The document recommends cloud providers adopt the ISO/IEC 27001 standard for information security management systems. Customers should find out if their providers are certified and if not what their plans are for getting certified. At the least, providers should show that their practices are aligned with those set down by ISO 27002.

Customers need to realize that the type of cloud service they buy has an impact on how much responsibility they have for directly providing security and management of their data and applications, the report says. "The key takeaway for security architecture is that the lower down the stack the cloud service provider stops, the more security capabilities and management consumers are responsible for implementing and managing themselves," the report says.

For instance, Amazon's EC2 infrastructure as a service addresses physical, environmental and virtualization security but not security of virtual instances, operating systems, applications and the data itself. With SaaS such as Salesforce.com's CRM offering, the provider is responsible for securing everything including the application and data.

Businesses must fully understand providers' security measures or run the risk of endangering their data. "Unless cloud providers can readily disclose their security controls and the extent to which they are implemented to the consumer, and the consumer knows which controls are needed to maintain the security of their information, there is tremendous potential for misguided decisions and detrimental outcomes," the report says.

In general, potential users of cloud services need to do a risk assessment that takes into account the importance of data to a business and the security that providers can provably deliver, the report says. "As with any security area, organizations should adopt a risk-based approach to moving to the cloud and selecting security options," the report says.

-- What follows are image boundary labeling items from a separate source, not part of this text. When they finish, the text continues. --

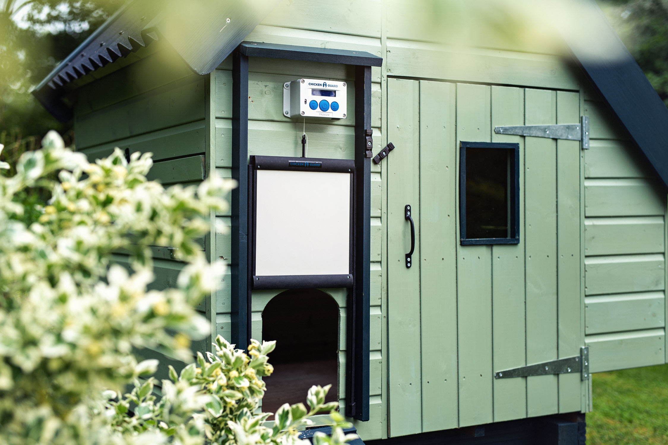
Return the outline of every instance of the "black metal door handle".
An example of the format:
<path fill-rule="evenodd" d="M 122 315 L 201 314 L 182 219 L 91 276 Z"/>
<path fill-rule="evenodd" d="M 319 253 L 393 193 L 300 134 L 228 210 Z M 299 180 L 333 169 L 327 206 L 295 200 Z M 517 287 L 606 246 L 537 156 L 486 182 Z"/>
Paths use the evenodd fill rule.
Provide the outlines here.
<path fill-rule="evenodd" d="M 415 248 L 415 226 L 413 224 L 413 218 L 411 217 L 411 206 L 406 204 L 406 206 L 403 207 L 403 211 L 406 219 L 411 224 L 411 251 L 406 254 L 406 268 L 409 269 L 412 262 L 413 251 Z"/>

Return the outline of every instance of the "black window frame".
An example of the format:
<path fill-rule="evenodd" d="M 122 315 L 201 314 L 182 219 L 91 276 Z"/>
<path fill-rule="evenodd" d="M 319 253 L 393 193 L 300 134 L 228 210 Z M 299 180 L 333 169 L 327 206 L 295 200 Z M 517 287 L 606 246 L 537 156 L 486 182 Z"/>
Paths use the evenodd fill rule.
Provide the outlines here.
<path fill-rule="evenodd" d="M 510 211 L 508 225 L 510 236 L 503 238 L 466 238 L 466 149 L 498 148 L 511 151 L 510 175 L 514 178 L 508 189 Z M 497 142 L 460 142 L 460 243 L 462 246 L 518 244 L 520 243 L 520 144 Z"/>

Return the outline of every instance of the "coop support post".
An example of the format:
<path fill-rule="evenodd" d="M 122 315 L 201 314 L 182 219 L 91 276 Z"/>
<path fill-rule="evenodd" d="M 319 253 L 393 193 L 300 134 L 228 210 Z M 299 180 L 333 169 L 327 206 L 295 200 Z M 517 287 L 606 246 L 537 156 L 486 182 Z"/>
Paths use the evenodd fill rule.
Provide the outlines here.
<path fill-rule="evenodd" d="M 345 414 L 369 420 L 369 264 L 371 262 L 371 157 L 366 130 L 371 127 L 371 68 L 355 71 L 355 243 L 353 276 L 348 305 Z"/>
<path fill-rule="evenodd" d="M 230 341 L 245 349 L 251 340 L 248 254 L 248 58 L 238 51 L 232 56 L 232 291 Z"/>

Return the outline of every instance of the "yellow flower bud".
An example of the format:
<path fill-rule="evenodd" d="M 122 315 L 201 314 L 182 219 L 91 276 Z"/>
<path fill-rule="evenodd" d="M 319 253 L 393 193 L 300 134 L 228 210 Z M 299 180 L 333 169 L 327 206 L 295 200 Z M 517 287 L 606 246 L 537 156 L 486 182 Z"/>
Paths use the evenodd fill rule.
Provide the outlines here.
<path fill-rule="evenodd" d="M 179 348 L 190 348 L 190 338 L 182 332 L 179 332 L 174 336 L 174 342 Z M 202 372 L 202 370 L 200 370 Z"/>
<path fill-rule="evenodd" d="M 166 316 L 169 314 L 169 305 L 164 300 L 157 301 L 153 304 L 153 312 L 158 317 Z"/>

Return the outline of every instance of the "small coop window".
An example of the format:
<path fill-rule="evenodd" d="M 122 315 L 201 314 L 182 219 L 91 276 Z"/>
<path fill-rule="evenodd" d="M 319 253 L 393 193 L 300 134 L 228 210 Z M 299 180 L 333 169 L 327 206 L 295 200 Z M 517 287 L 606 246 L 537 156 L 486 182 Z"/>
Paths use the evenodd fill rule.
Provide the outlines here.
<path fill-rule="evenodd" d="M 460 143 L 462 245 L 520 242 L 520 146 Z"/>

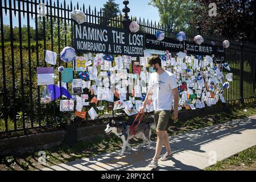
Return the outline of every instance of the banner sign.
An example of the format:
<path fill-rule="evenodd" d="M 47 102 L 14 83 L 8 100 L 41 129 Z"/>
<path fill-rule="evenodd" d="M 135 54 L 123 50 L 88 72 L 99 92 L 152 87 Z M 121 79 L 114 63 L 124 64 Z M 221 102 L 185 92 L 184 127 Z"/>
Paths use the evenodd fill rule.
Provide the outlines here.
<path fill-rule="evenodd" d="M 165 38 L 162 41 L 159 41 L 154 35 L 145 35 L 145 46 L 147 49 L 166 51 L 170 52 L 184 52 L 186 50 L 188 54 L 199 55 L 214 55 L 218 57 L 225 56 L 223 46 L 202 44 L 200 46 L 189 42 L 180 42 L 178 40 Z"/>
<path fill-rule="evenodd" d="M 144 56 L 144 35 L 123 28 L 75 23 L 75 49 L 77 52 L 95 52 Z"/>
<path fill-rule="evenodd" d="M 165 38 L 162 41 L 159 41 L 154 35 L 145 35 L 145 46 L 147 49 L 166 51 L 170 52 L 183 52 L 183 43 Z"/>
<path fill-rule="evenodd" d="M 223 46 L 202 44 L 197 45 L 193 43 L 185 42 L 185 50 L 188 53 L 199 55 L 212 55 L 224 56 L 225 50 Z"/>

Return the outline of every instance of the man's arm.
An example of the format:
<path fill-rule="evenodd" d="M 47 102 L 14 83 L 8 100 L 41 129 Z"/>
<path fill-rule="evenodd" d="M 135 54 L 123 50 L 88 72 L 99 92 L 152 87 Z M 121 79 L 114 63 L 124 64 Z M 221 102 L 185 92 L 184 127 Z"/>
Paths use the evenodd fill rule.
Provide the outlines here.
<path fill-rule="evenodd" d="M 148 89 L 148 91 L 147 93 L 147 94 L 146 95 L 145 101 L 143 102 L 143 104 L 142 105 L 142 107 L 141 108 L 141 112 L 144 112 L 144 110 L 146 108 L 146 106 L 147 104 L 147 102 L 148 102 L 148 100 L 152 99 L 152 88 L 150 87 Z"/>
<path fill-rule="evenodd" d="M 174 108 L 173 119 L 175 119 L 178 117 L 177 107 L 179 105 L 179 98 L 178 88 L 176 88 L 172 89 L 172 93 L 174 97 Z"/>

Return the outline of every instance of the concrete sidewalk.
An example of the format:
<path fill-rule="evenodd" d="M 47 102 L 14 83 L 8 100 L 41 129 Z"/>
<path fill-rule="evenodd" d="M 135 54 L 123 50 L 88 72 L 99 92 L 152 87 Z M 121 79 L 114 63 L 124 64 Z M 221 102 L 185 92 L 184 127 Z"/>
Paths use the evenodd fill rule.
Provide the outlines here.
<path fill-rule="evenodd" d="M 170 138 L 174 158 L 159 162 L 156 170 L 201 170 L 211 166 L 216 156 L 221 160 L 256 145 L 256 115 L 193 130 Z M 43 170 L 149 171 L 147 166 L 155 153 L 155 142 L 149 150 L 133 147 L 125 156 L 121 151 L 104 154 Z M 163 154 L 165 148 L 163 150 Z"/>

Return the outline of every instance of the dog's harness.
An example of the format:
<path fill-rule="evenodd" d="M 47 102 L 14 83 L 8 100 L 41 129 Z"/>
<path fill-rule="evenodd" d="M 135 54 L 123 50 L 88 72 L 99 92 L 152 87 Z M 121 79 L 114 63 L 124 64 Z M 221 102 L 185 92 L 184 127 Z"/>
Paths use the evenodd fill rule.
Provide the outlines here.
<path fill-rule="evenodd" d="M 140 115 L 141 115 L 141 116 L 139 119 L 139 122 L 138 122 L 138 125 L 136 125 L 135 127 L 134 127 L 133 125 L 134 125 L 135 122 L 136 122 L 137 119 L 139 118 Z M 142 121 L 142 119 L 143 118 L 143 117 L 144 117 L 144 113 L 139 112 L 139 113 L 138 113 L 137 115 L 136 116 L 136 118 L 135 119 L 134 121 L 133 122 L 133 125 L 131 125 L 131 126 L 129 127 L 129 129 L 131 130 L 131 131 L 134 135 L 136 135 L 136 133 L 135 133 L 135 130 L 139 126 L 139 125 L 141 123 L 141 122 Z"/>
<path fill-rule="evenodd" d="M 125 125 L 124 123 L 122 123 L 123 124 L 123 127 L 125 128 L 125 130 L 123 130 L 123 132 L 122 132 L 122 134 L 119 135 L 119 137 L 121 137 L 122 135 L 124 135 L 125 137 L 125 139 L 127 139 L 128 138 L 128 134 L 127 133 L 128 126 L 127 125 Z"/>

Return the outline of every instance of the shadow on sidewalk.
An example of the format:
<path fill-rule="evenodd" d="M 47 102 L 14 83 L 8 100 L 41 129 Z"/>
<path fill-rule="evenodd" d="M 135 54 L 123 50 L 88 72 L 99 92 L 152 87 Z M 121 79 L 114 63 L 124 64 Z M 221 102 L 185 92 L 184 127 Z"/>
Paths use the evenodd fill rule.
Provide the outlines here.
<path fill-rule="evenodd" d="M 255 118 L 234 120 L 172 136 L 170 138 L 171 147 L 175 155 L 182 155 L 184 152 L 191 151 L 199 152 L 199 155 L 202 153 L 201 156 L 205 154 L 205 157 L 206 152 L 201 150 L 202 146 L 231 135 L 241 134 L 241 131 L 245 130 L 255 129 Z M 122 157 L 118 156 L 118 151 L 78 160 L 61 166 L 58 165 L 58 167 L 60 169 L 63 168 L 63 170 L 145 170 L 155 154 L 155 148 L 153 147 L 155 147 L 155 142 L 152 143 L 151 146 L 152 149 L 149 150 L 144 150 L 144 148 L 133 147 L 133 151 L 126 151 L 125 156 Z M 165 148 L 163 148 L 162 154 L 164 152 Z M 172 166 L 160 165 L 161 167 L 156 168 L 156 170 L 201 170 L 194 166 L 186 165 L 175 158 L 172 159 L 171 161 L 174 163 Z M 52 167 L 49 168 L 54 169 Z"/>

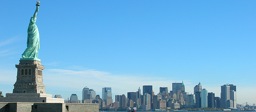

To do that the report recommends the following steps:

* Determine exactly what data or function is being considered for the cloud.

* Assess how important the data or function is to the organization.

* Determine which of the following cloud options are acceptable: public; private (internal); private, (external); community; hybrid.

* Evaluate the degree of control available to implement risk mitigations.

* Map out the flow of data in and out of the cloud to identify points of exposure to risk.